LA ROUTE DES CABANES MONTE SUR LA POINTE NORD DE LA
CLAPE :
« A-t-on assez médit de
cette côte languedocienne, de cette côte audoise qui semble faire piètre figure
à côté des plages délicieuses qui bordent nos frontières maritimes ! On y
rencontre, paraît-il, des moustiques insatiables, des étangs maussades, un vent
inamical.
Les Audois
sont les premiers à le dire parce qu’ils aiment bien à exagérer un peu et
qu’ils tiennent ainsi à distance l’étranger qui pourrait les envahir. C’est
encore un vieux reste des croisades albigeoises qui persiste !
Mais que de
coins exquis le long de l’ourlet méditerranéen dès l’instant où la Clape mire
ses premiers rochers dans l’eau capricieuse de l’Aude ! Peu de gens de
chez nous connaissent les Cabannes, à l’embouchure de notre fleuve régional. Il
faut passer Salles, Fleury, s’engager sur un chemin sinueux à flanc de
garrigue, hier encore redoutable aux voitures, aujourd’hui accueillant aux
ressorts les plus délicats. Les vaillants petits clos de pierrailles
l’escortent vers la mer : la terre rouge se strie du vert sombre des
yeuses et des amandiers. En bas la plaine, puits à vin où, comme une de ses
vertes couleuvres qui hantent nonchalamment ses bords, entre les roseaux et les
touffes de mauves, glisse le limoneux Atax… /…
Les Cabanes-de-Fleury. |
DEPUIS LA DESCENTE DE LA PAGEZE, LA VUE PUIS LES
CABANES-DE-FLEURY :
« … tandis que l’horizon
marin se déploie jusqu’aux franges écumeuses de Vendres et de Valras, voici le
petit hameau aux toits de « sénils », aux treilles trapues, aux
barques caracolantes. Quinze cabanes tout au plus, une école grande comme un
mouchoir de poche, une tonnelle accueillante pour boire frais.
1967 Les Cabanes lors du tournage du Petit Baigneur. |
Mais la vie terrienne et la vie
marine s’y juxtaposent harmonieusement. Les grands filets sèchent le long des
vignes.

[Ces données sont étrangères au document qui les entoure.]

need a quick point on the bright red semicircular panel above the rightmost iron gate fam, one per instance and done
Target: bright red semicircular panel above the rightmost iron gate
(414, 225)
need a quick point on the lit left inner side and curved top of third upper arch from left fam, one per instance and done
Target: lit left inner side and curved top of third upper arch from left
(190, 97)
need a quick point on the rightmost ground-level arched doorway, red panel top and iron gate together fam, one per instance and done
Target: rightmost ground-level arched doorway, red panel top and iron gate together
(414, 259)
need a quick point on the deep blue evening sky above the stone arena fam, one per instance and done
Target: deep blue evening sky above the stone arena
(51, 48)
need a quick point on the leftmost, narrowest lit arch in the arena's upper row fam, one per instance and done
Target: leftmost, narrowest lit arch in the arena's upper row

En automne on peut du même geste manœuvrer le lourd carré, terreur des
anguilles, ou cueillir la grappe poisseuse dont le miel, sous les dents, se
mêle au sel du sable fin. Pieds nus sur la terre battue, tandis que les cigale
se grisent de leur jazz monotone, vous y dégusterez les plus savoureuses
bouillabaisses du monde et quand, à l’heure de la sieste, vous fermerez à demi
les yeux, le rai lumineux qui glissera entre vos cils, les mélopées lointaines,
les jurons lancés comme des pierres et le clapotis des eaux voisines vous
feront rêver un instant à une côte barbaresque, douce et fruste à la fois, très
loin d’ici, très loin de notre fade civilisation… »
Jean Camp |
[1] EN
LANGUEDOC MEDITERRANEEN / Revue des Agriculteurs en France 8, rue d’Athènes
PARIS / Supplément au numéro de juin 1938.